Mutantes encaixotados
Quem também está voltando são os Mutantes. Pelo menos às lojas, com uma caixa reunindo os discos de sua fase clássica – os cinco primeiros mais o póstumo Tecnicolor, todos gravados entre 1968 e 1972, ainda com Rita Lee a bordo –, além da compilação Mande Um Abraço Pra Velha. Essa última contém faixas extraídas de festivais e de participações em álbuns de outros artistas, nada muito significativo. De qualquer maneira, sempre é hora de apreciar a maior banda brasileira de todos os tempos.



ABBA para hipsters
Abra suas asas, solte suas feras, caia na gandaia e leve com você Impressions, do Music Go Music. Em seu terceiro disco, o trio de Los Angeles consolida-se como o ABBA de sua geração com “Nite After Nite”, “Inferno” e “People All Over The World”, que não fariam feio se entoadas pela matriz sueca nas pistas mundiais durante a virada dos anos 1970 para os 1980. Tudo livre, leve e solto, como devem ser os sonhos mais loucos.

20140815

Mudar para se manter na trilha

(coluna publicada hoje no Diário Catarinense)
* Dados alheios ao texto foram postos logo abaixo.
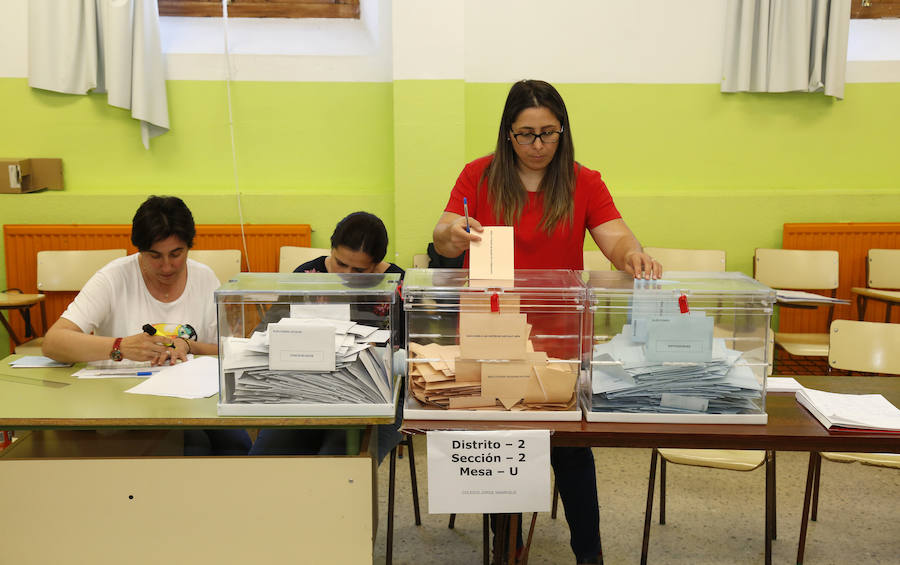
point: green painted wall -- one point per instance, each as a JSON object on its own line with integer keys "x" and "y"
{"x": 687, "y": 165}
Em 1993, a revista Bizz listou as 20 pessoas mais poderosas da música brasileira. Entre executivos de gravadoras que podiam lançar um disco em milhares de lojas pelo país inteiro, profissionais de rádio capazes de colocar um single nas paradas e empresários munidos de todos os esquemas para promover a banda, um nome resplandecia, inquestionável, na liderança do ranking: Mariozinho Rocha. Quem? O diretor musical da Rede Globo, responsável pelos trilhas sonoras das novelas da emissora.

Passados 21 anos, quase tudo mudou. A revista deixou de existir. Nenhum artista com o mínimo de noção conta (apenas) com o tripé gravadora-rádio-empresário para distribuir, divulgar e negociar música. Duas coisas, porém, permanecem inalteradas. Uma é emplacar o tema da abertura ou de algum personagem de um folhetim exibido em horário nobre, que continua sendo um dos jeitos mais eficazes para apresentar um artista às massas ou oxigenar carreiras claudicantes.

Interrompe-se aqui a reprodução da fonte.